Naive Status Column
The first instinct — a status column on the message row
Seems natural. Falls apart at scale the moment you think about bulk updates.
The naive approach¶
The first instinct is to add a status column directly to the messages table:
messages table
──────────────────────────────────────────────────
PK SK content sender status
conv_abc123 42 "hey" alice SENT
conv_abc123 43 "where?" alice SENT
conv_abc123 44 "hello??" alice SENT
When Bob receives seq=42, update the row: status = DELIVERED.
When Bob reads the chat, update all visible rows: status = READ.
Clean, simple. Each message carries its own state.

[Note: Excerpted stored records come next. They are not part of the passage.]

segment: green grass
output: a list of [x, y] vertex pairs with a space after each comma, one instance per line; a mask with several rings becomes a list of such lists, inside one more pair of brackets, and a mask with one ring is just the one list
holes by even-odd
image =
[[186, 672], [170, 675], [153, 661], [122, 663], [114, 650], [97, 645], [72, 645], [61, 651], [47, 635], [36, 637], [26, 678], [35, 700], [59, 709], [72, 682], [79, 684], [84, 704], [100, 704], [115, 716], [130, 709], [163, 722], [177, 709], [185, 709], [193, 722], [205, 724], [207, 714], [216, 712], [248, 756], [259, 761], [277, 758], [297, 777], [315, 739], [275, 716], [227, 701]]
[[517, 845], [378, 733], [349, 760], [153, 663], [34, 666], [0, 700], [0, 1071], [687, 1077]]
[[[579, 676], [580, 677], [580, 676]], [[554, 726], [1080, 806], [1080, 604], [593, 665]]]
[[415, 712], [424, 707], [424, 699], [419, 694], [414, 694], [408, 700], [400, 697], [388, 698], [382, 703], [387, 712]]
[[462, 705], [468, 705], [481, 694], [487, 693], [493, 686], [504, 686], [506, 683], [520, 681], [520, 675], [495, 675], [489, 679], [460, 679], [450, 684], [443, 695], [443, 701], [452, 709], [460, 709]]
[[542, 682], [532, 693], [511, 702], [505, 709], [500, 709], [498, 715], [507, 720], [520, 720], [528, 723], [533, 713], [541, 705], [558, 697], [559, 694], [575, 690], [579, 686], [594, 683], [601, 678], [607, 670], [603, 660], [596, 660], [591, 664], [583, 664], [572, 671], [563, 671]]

Where it breaks — bulk updates on read¶
Bob goes on a 2-week vacation. Alice sends 50 messages. Bob comes back, opens the chat.

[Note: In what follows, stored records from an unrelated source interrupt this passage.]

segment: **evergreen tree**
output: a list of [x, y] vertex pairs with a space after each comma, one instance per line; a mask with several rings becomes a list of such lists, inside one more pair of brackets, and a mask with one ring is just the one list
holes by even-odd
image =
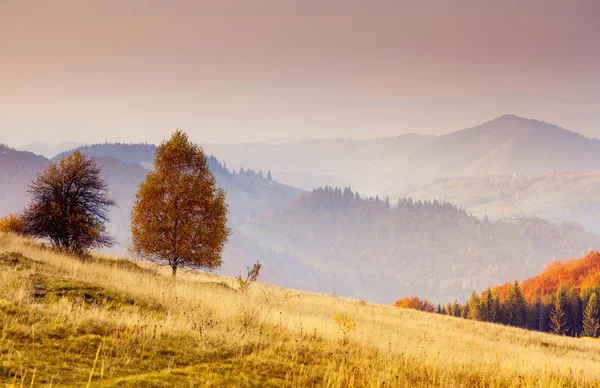
[[488, 300], [489, 303], [489, 311], [488, 318], [489, 322], [494, 323], [502, 323], [502, 314], [500, 311], [500, 295], [498, 295], [499, 291], [496, 289], [495, 292], [488, 288]]
[[267, 179], [270, 181], [273, 180], [273, 176], [271, 175], [271, 170], [269, 170], [269, 172], [267, 173]]
[[583, 315], [583, 335], [597, 338], [600, 333], [600, 311], [598, 307], [598, 296], [593, 292], [588, 300]]
[[469, 319], [469, 315], [470, 315], [470, 311], [471, 311], [471, 307], [469, 306], [469, 304], [465, 304], [465, 306], [462, 309], [461, 312], [461, 317], [465, 318], [465, 319]]
[[452, 315], [455, 317], [460, 317], [461, 311], [460, 311], [460, 305], [458, 304], [458, 301], [454, 301], [454, 303], [452, 304]]
[[527, 303], [519, 287], [519, 282], [507, 290], [506, 298], [502, 303], [504, 323], [509, 326], [525, 327], [527, 323]]
[[567, 313], [569, 330], [568, 335], [578, 337], [583, 331], [583, 308], [581, 306], [581, 298], [575, 287], [571, 287], [567, 292]]
[[450, 315], [450, 316], [452, 316], [452, 315], [453, 315], [453, 314], [452, 314], [452, 305], [451, 305], [450, 303], [448, 303], [448, 304], [446, 305], [446, 315]]
[[527, 305], [527, 329], [538, 330], [542, 300], [539, 296]]
[[446, 314], [446, 311], [442, 307], [441, 303], [438, 303], [437, 308], [435, 309], [435, 312], [438, 314], [442, 314], [442, 315]]
[[244, 171], [244, 168], [240, 167], [240, 175], [245, 175], [245, 174], [246, 174], [246, 172]]
[[552, 311], [550, 312], [550, 322], [552, 332], [564, 335], [568, 332], [567, 316], [567, 295], [562, 286], [558, 287], [554, 300], [552, 301]]
[[488, 288], [485, 297], [481, 299], [479, 304], [481, 320], [484, 322], [493, 322], [491, 317], [492, 299], [492, 289]]
[[540, 303], [540, 310], [538, 316], [538, 328], [537, 330], [548, 332], [550, 331], [550, 313], [552, 312], [552, 298], [549, 300], [542, 300]]

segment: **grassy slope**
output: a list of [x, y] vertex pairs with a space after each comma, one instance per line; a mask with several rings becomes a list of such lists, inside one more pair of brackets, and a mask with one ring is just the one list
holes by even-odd
[[[600, 383], [596, 342], [167, 273], [0, 235], [0, 383], [81, 387], [92, 371], [103, 387]], [[348, 344], [336, 314], [356, 322]]]

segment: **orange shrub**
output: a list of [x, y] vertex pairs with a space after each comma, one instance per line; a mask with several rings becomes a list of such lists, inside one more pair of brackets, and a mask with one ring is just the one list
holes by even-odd
[[10, 213], [4, 218], [0, 218], [0, 232], [16, 233], [24, 236], [27, 234], [25, 221], [18, 215]]
[[412, 296], [410, 298], [403, 298], [395, 301], [393, 303], [394, 306], [405, 308], [405, 309], [415, 309], [420, 311], [426, 311], [428, 313], [432, 313], [435, 311], [435, 306], [433, 303], [428, 301], [427, 299], [419, 299], [416, 296]]

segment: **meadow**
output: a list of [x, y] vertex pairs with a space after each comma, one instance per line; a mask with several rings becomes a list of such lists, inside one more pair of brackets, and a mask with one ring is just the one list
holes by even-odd
[[600, 343], [0, 234], [8, 387], [597, 387]]

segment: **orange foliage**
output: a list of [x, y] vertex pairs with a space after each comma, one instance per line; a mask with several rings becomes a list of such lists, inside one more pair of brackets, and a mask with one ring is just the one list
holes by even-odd
[[435, 306], [433, 305], [433, 303], [429, 302], [427, 299], [421, 300], [416, 296], [399, 299], [395, 301], [393, 305], [405, 309], [426, 311], [428, 313], [432, 313], [435, 311]]
[[10, 213], [8, 216], [0, 218], [0, 232], [26, 235], [27, 227], [23, 217]]
[[556, 261], [542, 273], [521, 283], [521, 290], [528, 302], [535, 297], [546, 298], [556, 292], [558, 286], [583, 289], [595, 286], [600, 280], [600, 253], [590, 252], [582, 259]]

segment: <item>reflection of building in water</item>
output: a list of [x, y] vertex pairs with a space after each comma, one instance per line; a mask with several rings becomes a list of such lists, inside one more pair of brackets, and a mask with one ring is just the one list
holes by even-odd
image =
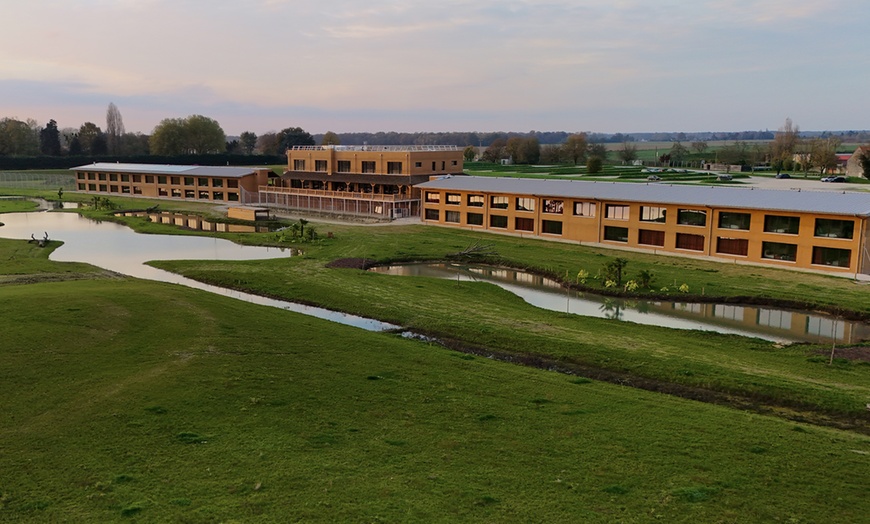
[[148, 218], [151, 222], [157, 224], [169, 224], [173, 226], [183, 227], [186, 229], [195, 229], [197, 231], [212, 231], [219, 233], [268, 233], [269, 228], [266, 226], [252, 226], [245, 224], [226, 224], [224, 222], [212, 222], [201, 216], [183, 215], [180, 213], [172, 213], [163, 211], [161, 213], [147, 213], [144, 211], [135, 211], [123, 213], [124, 216], [135, 216]]

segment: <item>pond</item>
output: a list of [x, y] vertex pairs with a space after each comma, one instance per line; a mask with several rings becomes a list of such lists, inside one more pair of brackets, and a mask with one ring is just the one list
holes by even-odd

The moment Bob opens the chat, every one of those 50 messages transitions from DELIVERED to READ. With a status column on the message row, that's 50 individual DynamoDB writes — one per message row.
Bob opens chat
→ update seq=42 status=READ
→ update seq=43 status=READ
→ update seq=44 status=READ
... (50 times)
At WhatsApp scale, millions of users are opening chats every second. Each open triggers a batch of writes proportional to the number of unread messages. This is expensive, unpredictable in cost, and completely unnecessary.

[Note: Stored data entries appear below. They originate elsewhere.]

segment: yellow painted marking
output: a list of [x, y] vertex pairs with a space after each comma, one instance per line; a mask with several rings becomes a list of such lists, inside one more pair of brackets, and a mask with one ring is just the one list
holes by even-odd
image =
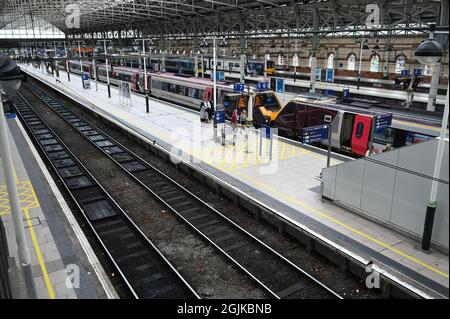
[[[36, 193], [34, 191], [33, 185], [31, 184], [30, 181], [28, 181], [28, 184], [30, 186], [30, 190], [31, 190], [31, 192], [33, 194], [33, 197], [34, 197], [36, 203], [40, 206], [39, 199], [36, 196]], [[42, 275], [44, 277], [45, 286], [47, 287], [47, 291], [48, 291], [48, 294], [50, 296], [50, 299], [55, 299], [55, 292], [53, 290], [53, 286], [52, 286], [52, 283], [50, 281], [50, 278], [48, 277], [47, 268], [45, 267], [44, 259], [42, 258], [41, 249], [39, 248], [39, 243], [36, 240], [36, 233], [34, 232], [33, 224], [31, 223], [31, 220], [30, 220], [30, 214], [28, 212], [28, 208], [24, 209], [24, 213], [25, 213], [25, 216], [26, 216], [26, 218], [28, 220], [28, 229], [30, 231], [31, 240], [33, 241], [34, 250], [35, 250], [37, 258], [39, 260], [39, 265], [41, 266], [41, 270], [42, 270]]]
[[310, 206], [308, 204], [305, 204], [304, 202], [302, 202], [302, 201], [300, 201], [298, 199], [295, 199], [295, 198], [293, 198], [293, 197], [291, 197], [291, 196], [289, 196], [287, 194], [284, 194], [284, 193], [276, 190], [275, 188], [273, 188], [273, 187], [271, 187], [269, 185], [266, 185], [266, 184], [264, 184], [264, 183], [262, 183], [262, 182], [260, 182], [260, 181], [258, 181], [256, 179], [254, 179], [253, 177], [250, 177], [250, 176], [248, 176], [246, 174], [243, 174], [241, 172], [236, 172], [236, 174], [241, 176], [242, 178], [245, 178], [245, 179], [251, 181], [254, 184], [257, 184], [258, 186], [261, 186], [263, 188], [266, 188], [266, 189], [270, 190], [271, 192], [277, 194], [280, 197], [283, 197], [283, 198], [285, 198], [285, 199], [287, 199], [287, 200], [289, 200], [291, 202], [299, 204], [300, 206], [308, 209], [309, 211], [311, 211], [311, 212], [313, 212], [313, 213], [315, 213], [317, 215], [320, 215], [320, 216], [322, 216], [322, 217], [324, 217], [324, 218], [326, 218], [326, 219], [328, 219], [328, 220], [330, 220], [330, 221], [332, 221], [332, 222], [334, 222], [334, 223], [336, 223], [336, 224], [338, 224], [338, 225], [340, 225], [340, 226], [342, 226], [342, 227], [344, 227], [344, 228], [354, 232], [355, 234], [358, 234], [358, 235], [360, 235], [360, 236], [362, 236], [362, 237], [364, 237], [364, 238], [366, 238], [366, 239], [368, 239], [368, 240], [370, 240], [370, 241], [372, 241], [372, 242], [374, 242], [374, 243], [376, 243], [376, 244], [378, 244], [378, 245], [380, 245], [380, 246], [382, 246], [382, 247], [384, 247], [384, 248], [386, 248], [386, 249], [388, 249], [388, 250], [390, 250], [390, 251], [392, 251], [392, 252], [402, 256], [402, 257], [404, 257], [404, 258], [407, 258], [407, 259], [409, 259], [409, 260], [411, 260], [411, 261], [413, 261], [413, 262], [415, 262], [415, 263], [417, 263], [419, 265], [422, 265], [425, 268], [428, 268], [429, 270], [431, 270], [431, 271], [433, 271], [433, 272], [435, 272], [435, 273], [437, 273], [437, 274], [439, 274], [439, 275], [441, 275], [441, 276], [443, 276], [445, 278], [449, 278], [449, 275], [447, 273], [445, 273], [445, 272], [443, 272], [443, 271], [441, 271], [439, 269], [436, 269], [433, 266], [430, 266], [429, 264], [421, 261], [420, 259], [414, 258], [414, 257], [412, 257], [412, 256], [410, 256], [410, 255], [408, 255], [408, 254], [406, 254], [406, 253], [404, 253], [404, 252], [394, 248], [394, 247], [391, 247], [390, 245], [382, 242], [381, 240], [373, 238], [372, 236], [367, 235], [366, 233], [364, 233], [362, 231], [359, 231], [359, 230], [357, 230], [357, 229], [355, 229], [355, 228], [353, 228], [353, 227], [351, 227], [351, 226], [349, 226], [349, 225], [347, 225], [347, 224], [337, 220], [336, 218], [333, 218], [333, 217], [331, 217], [331, 216], [329, 216], [329, 215], [319, 211], [318, 209], [316, 209], [316, 208], [314, 208], [314, 207], [312, 207], [312, 206]]
[[[17, 174], [15, 174], [15, 176], [17, 177]], [[42, 253], [39, 247], [39, 243], [36, 239], [36, 233], [34, 231], [29, 213], [30, 209], [40, 207], [39, 199], [36, 196], [30, 180], [22, 182], [17, 181], [17, 193], [19, 196], [20, 207], [22, 208], [25, 219], [27, 220], [28, 231], [30, 232], [34, 251], [36, 252], [36, 256], [42, 270], [42, 276], [44, 278], [45, 286], [47, 288], [50, 299], [55, 299], [55, 292], [48, 276], [47, 268], [45, 267], [44, 258], [42, 257]], [[9, 205], [8, 190], [6, 188], [6, 185], [0, 185], [0, 216], [5, 216], [10, 213], [11, 207]]]
[[440, 130], [441, 130], [440, 127], [430, 126], [430, 125], [426, 125], [426, 124], [412, 123], [412, 122], [407, 122], [407, 121], [402, 121], [402, 120], [393, 120], [393, 122], [404, 124], [404, 125], [409, 125], [409, 126], [422, 127], [422, 128], [426, 128], [431, 131], [435, 131], [435, 132], [440, 132]]
[[283, 143], [283, 146], [281, 147], [281, 153], [280, 153], [280, 159], [284, 159], [284, 152], [286, 151], [286, 143]]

The deeper problem — what are you actually storing?¶
Look at what those 50 rows encode:
seq=42 READ
seq=43 READ
seq=44 READ
...
seq=91 READ
Every single row says the same thing. The only information you actually need is:
"Bob has read up to seq=91 in this conversation."
One integer. That's it. Fifty rows of READ can be replaced with a single number.
The right model — seq numbers as state boundaries¶
Instead of storing status per message, store the boundary:
message_status table
───────────────────────────────────────────────────────────
user_id conversation_id last_delivered_seq last_read_seq
bob conv_abc123 91 91
Now the tick state of any message is derived, not stored:
seq <= last_read_seq → blue tick
seq <= last_delivered_seq → double tick
seq > last_delivered_seq → single tick
Bob opens the chat and reads 50 messages? One write: update last_read_seq = 91. Not 50 writes. One.
Key insight
Status is a range property, not a per-message property. Every message up to a point is read. Every message up to another point is delivered. Store the boundaries, derive the states.
Why the status column pattern is still tempting¶
In a small system with a few hundred users, the status column works fine. The bulk update cost is invisible. This is exactly why it's a trap in a system design interview — it looks reasonable at small scale and only reveals its cost when you reason about WhatsApp's actual load.
The interviewer is watching for whether you catch this yourself or need to be pushed on it.